Start by diluting 0.5 microliters of the overnight cultures of Agrobacterium tumefaciens culture with 50 milliliters of autoclaved ultrapure water. Spread 10 microliters of this diluted culture on a lysogeny broth or LB plate. Incubate the plate at 28 to 30 degrees Celsius for one to three days.
Now, inoculate a single colony in 20 milliliters of LB media supplemented with rifampicin. Incubate the culture overnight at 28 to 30 degrees Celsius. The next day, inoculate 500 milliliters of plain LB media in a shaker flask with nine milliliters of overnight culture.

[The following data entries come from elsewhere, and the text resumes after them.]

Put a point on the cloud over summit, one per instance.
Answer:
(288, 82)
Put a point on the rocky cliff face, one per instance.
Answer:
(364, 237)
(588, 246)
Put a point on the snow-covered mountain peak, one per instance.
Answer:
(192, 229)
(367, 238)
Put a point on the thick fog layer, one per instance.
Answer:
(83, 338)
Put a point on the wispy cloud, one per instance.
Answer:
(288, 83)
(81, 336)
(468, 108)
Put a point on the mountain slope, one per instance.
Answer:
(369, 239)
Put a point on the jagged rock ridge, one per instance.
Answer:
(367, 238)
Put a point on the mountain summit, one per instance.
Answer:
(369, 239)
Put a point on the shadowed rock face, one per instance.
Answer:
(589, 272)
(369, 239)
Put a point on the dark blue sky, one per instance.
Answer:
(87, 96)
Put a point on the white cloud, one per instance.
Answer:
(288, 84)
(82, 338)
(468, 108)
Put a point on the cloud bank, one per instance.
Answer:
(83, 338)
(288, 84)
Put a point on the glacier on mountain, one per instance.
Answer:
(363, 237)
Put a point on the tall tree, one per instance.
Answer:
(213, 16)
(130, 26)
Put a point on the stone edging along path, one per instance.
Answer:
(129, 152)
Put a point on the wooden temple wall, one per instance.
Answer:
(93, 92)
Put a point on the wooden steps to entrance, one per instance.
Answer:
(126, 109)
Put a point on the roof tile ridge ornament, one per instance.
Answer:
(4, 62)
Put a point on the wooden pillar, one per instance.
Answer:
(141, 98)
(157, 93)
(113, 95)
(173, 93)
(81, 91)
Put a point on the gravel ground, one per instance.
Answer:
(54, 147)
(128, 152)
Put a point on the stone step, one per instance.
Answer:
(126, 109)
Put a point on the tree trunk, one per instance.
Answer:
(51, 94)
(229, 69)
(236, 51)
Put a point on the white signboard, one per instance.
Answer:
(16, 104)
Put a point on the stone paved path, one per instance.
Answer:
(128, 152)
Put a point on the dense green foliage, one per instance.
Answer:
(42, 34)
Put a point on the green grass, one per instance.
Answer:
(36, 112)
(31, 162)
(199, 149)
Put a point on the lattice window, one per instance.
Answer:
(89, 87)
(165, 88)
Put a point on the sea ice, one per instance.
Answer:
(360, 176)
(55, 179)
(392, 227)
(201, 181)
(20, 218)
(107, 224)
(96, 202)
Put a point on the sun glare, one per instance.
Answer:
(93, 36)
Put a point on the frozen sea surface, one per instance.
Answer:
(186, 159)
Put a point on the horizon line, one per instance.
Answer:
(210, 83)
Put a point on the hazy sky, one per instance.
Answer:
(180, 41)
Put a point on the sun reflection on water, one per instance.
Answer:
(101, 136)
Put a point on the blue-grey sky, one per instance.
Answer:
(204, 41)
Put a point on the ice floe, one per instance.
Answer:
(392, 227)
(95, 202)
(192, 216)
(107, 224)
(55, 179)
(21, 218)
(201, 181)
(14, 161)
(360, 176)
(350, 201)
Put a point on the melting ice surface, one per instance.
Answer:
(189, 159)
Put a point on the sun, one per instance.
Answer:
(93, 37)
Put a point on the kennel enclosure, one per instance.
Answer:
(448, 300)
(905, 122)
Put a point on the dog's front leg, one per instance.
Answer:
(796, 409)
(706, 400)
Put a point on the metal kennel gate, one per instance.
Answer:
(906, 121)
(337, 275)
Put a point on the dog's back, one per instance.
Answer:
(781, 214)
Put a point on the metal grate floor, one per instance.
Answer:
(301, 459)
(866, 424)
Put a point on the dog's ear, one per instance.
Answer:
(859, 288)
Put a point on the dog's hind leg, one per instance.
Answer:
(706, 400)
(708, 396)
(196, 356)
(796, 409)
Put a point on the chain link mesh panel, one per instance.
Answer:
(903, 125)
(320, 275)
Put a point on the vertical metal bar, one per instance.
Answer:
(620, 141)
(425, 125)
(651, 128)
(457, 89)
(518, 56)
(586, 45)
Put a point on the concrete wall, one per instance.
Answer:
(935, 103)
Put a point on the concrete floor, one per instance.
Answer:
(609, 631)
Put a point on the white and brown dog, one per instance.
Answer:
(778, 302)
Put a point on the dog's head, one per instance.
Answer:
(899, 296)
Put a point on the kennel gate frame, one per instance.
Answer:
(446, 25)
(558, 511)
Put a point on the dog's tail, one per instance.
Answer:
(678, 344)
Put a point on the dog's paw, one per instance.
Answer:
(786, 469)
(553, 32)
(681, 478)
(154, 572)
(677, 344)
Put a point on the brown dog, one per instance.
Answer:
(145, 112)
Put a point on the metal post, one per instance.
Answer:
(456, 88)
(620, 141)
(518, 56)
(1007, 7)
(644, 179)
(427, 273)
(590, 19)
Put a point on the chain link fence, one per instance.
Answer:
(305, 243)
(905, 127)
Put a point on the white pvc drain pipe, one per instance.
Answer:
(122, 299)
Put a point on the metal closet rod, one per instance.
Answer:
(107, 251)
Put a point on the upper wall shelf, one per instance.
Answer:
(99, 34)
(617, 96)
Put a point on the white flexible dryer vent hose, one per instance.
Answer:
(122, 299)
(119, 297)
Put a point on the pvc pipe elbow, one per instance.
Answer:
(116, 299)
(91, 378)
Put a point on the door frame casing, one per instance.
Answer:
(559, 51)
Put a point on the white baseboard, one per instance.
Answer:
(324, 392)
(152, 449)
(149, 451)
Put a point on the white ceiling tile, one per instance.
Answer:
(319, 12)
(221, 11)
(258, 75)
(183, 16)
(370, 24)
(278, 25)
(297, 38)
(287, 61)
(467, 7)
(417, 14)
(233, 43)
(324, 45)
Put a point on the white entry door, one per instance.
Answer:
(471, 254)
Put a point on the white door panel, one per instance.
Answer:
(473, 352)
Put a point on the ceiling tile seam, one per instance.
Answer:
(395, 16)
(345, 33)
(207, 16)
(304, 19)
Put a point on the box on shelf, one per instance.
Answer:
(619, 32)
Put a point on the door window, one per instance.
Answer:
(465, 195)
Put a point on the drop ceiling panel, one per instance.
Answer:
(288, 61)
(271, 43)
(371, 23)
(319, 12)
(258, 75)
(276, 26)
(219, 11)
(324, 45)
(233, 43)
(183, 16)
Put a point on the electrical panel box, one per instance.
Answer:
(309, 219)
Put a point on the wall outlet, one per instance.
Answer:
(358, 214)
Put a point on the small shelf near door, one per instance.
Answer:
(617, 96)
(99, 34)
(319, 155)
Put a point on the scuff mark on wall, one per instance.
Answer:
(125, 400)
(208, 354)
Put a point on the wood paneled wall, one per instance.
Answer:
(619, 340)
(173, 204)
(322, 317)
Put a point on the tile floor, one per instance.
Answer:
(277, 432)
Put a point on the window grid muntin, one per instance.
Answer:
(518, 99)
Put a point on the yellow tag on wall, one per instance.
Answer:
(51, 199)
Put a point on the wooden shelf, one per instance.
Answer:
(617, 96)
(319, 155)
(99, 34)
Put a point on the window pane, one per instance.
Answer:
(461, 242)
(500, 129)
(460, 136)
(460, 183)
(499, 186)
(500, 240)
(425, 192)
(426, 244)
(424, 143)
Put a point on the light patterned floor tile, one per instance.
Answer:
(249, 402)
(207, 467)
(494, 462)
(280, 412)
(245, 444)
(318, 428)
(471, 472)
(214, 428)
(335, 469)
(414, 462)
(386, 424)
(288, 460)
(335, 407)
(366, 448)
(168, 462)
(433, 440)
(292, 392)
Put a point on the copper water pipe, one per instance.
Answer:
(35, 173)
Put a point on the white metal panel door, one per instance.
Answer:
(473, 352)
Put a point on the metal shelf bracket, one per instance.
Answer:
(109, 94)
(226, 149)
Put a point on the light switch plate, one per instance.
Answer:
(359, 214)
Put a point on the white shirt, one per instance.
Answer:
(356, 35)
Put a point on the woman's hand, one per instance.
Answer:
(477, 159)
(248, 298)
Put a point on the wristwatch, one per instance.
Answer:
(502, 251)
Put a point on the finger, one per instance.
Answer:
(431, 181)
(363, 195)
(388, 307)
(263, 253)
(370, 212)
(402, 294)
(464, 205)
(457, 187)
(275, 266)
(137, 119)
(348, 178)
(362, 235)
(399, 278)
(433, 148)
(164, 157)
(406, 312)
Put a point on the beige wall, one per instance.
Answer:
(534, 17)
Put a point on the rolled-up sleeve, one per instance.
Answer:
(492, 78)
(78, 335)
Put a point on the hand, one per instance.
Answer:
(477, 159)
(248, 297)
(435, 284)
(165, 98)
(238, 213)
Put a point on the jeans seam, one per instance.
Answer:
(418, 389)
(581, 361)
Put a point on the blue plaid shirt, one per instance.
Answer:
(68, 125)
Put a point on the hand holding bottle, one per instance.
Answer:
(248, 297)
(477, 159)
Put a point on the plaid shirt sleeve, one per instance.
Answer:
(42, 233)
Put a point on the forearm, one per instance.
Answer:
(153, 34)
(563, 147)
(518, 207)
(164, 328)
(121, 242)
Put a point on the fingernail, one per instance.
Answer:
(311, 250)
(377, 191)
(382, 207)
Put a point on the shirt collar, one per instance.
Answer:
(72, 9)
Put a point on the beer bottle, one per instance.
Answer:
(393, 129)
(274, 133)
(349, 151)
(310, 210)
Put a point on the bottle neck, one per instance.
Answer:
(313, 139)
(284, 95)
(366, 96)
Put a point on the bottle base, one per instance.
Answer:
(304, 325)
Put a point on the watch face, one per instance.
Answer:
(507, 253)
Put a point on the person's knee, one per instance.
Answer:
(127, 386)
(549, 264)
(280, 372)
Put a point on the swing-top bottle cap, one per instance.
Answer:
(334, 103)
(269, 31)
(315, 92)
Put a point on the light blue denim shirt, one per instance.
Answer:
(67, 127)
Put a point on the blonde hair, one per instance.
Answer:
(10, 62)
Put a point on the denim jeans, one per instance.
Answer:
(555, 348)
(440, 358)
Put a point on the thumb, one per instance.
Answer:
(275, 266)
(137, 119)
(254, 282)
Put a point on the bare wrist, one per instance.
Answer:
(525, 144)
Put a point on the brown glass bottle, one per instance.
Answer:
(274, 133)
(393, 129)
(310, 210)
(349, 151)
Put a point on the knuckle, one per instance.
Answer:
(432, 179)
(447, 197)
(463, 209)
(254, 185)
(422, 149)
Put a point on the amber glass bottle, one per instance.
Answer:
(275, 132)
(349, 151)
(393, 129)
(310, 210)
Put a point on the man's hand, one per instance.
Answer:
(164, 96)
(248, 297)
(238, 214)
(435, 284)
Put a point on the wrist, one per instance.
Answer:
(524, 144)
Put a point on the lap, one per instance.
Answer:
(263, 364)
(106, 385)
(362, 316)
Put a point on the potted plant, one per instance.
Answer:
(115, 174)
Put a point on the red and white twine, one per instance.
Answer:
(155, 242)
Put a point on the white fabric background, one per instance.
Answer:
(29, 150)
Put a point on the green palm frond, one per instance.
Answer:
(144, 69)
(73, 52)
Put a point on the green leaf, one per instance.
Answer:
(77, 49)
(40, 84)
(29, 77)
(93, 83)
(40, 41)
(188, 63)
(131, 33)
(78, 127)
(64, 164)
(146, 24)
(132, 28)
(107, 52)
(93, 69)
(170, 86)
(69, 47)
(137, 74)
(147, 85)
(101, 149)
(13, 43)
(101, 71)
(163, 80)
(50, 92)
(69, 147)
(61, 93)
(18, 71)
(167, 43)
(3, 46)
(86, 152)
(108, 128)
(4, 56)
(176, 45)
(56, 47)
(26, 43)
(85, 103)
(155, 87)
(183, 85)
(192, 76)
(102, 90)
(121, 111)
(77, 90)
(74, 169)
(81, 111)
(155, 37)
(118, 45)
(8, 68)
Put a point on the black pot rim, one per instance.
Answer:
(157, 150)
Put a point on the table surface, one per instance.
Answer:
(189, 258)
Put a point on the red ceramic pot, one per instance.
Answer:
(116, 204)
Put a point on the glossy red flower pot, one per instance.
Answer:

Place the cultures on a shaker at 28 to 30 degrees Celsius. Following incubation and dividing the cultures into tubes, centrifuge the chilled tubes at four degrees Celsius and 4, 000 G for 15 minutes. Using a pipette, remove the supernatant and resuspend each pellet in 50 milliliters of ice cold water.
After centrifuging and discarding the supernatant, resuspend the pellet in 25 milliliters of ice cold water in each tube. Centrifuge as before, then resuspend the pellet in one milliliter of ice cold 10%glycerol. Now, combine the contents of all the tubes into a single 50-milliliter tube before centrifuging.
Finally, after discarding the supernatant, resuspend the pellet in 400 microliters of ice cold glycerol.